Anyway, in other news, over the last few days my husband has been reading Things He Never Knew. This was for the first time – he didn’t read it as I wrote it. And I hesitate to say that I forced him into it….but….well….I kind of forced him into it. To be fair, it really isn’t his sort of book, it’s commercial women’s fiction, and I’d just like to make clear that this isn’t his usual chosen genre, but unfortunately I don’t write the philisophical stuff he favours. I genuinely wanted his opinion, he reads a lot and is a very intelligent and thoughtful person and I knew that he’d give it to me straight, good or bad. So I signed a copy for him, wrote nice things inside and presented it to him. He really didn’t have a choice. Obligingly, he began reading it immediately, which is harder than it sounds because I was watching him like an absolute hawk; studying his face for traces of emotion – smiles/grimaces – and generally trying to assess whether he was enjoying it or not. I held back from asking him because I wanted to wait until he’d finished the whole thing and I managed to wait until he was one chapter away from the end before I finally gave in to my ‘now now now’ mentality and demanded “Well???”. He looked at me and just simply said “Brilliant. It’s brilliant.” Obviously I then demanded a complete in-depth rundown of exactly what he thought and felt and why (not restricting myself to the book) and his responses were both gratifying and obviously truly held. So there you are – my husband says my book is brilliant. I realise that it’s only a small step away from saying that my mother thinks it’s brilliant, but still. I sent a copy to her as well but unless she’s reading it aloud to the flock of cats as their bedtime story I can’t imagine that she’s had the time to finish it yet.
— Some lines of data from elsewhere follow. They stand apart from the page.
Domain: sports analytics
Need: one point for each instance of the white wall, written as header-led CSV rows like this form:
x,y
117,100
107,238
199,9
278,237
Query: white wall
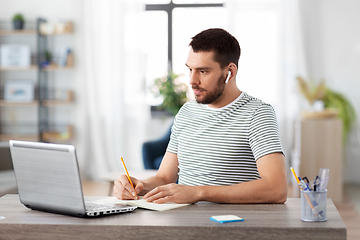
x,y
332,30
There was another interesting dimension to having my husband read my book and that was forcing me to think about how I develop my characters. This was because he kept quizzing me suspiciously as to how I knew so much about the characters emotions when I’ve never been in that situation myself. I know that sounds very cryptic but you’ve all seen the back cover blurb – or you SHOULD have done seeing as it’s plastered all over here, my website and my facebook page – and I don’t want to give too much of the plot away. So anyway, I tried explaining that it’s not real, I have made it up, but he simply kept saying “Well you must have got it from somewhere.” And he’s absolutely right, I did. My IMAGINATION!
So it got me thinking about how I do create my characters and where the elements come from. I’ll write about it next time because it is quite interesting and there’s too much to say for now. But every time I think about the actual creative writing process I am inevitably drawn back to a description I once read in a book of how Enid Blyton used to write. I bought the book (a biography of Enid Blyton by Barbara Stoney; absolutely excellent) last year in Corfe at Ginger Pop, the Enid Blyton shop. It’s a fascinating shop, lined with her books; she was a prolific author. An estimate puts her total book publication at around 800 titles, not including decades of magazine writing. I can’t see myself achieving that. Anyway, in that book Enid Blyton describes creating her stories, and she says that it was like watching a play and writing down what happens and this is the best description of writing fiction that I have ever found. Except for the manuscript that I am currently working on – for that I am literally watching what happens and writing it down. Friends and relatives: you have been warned! On which note, thank you to anyone who has recently left me a comment or clicked ‘like’ on my Facebook author page. It’s an easy thing to do and is a great help to me. And if anyone does have any questions/comments/concerns/queries, or just wants a chat, you can email me at sarah@sarahhaynes.me.uk. I’d hate to think that I have to write 800 books before I get any fan mail.
Tags: cats, characters, disaster, Enid Blyton, fans, imagination, laptop
Great post – like the insight into how you source ideas and create your fiction. Shame about the laptop !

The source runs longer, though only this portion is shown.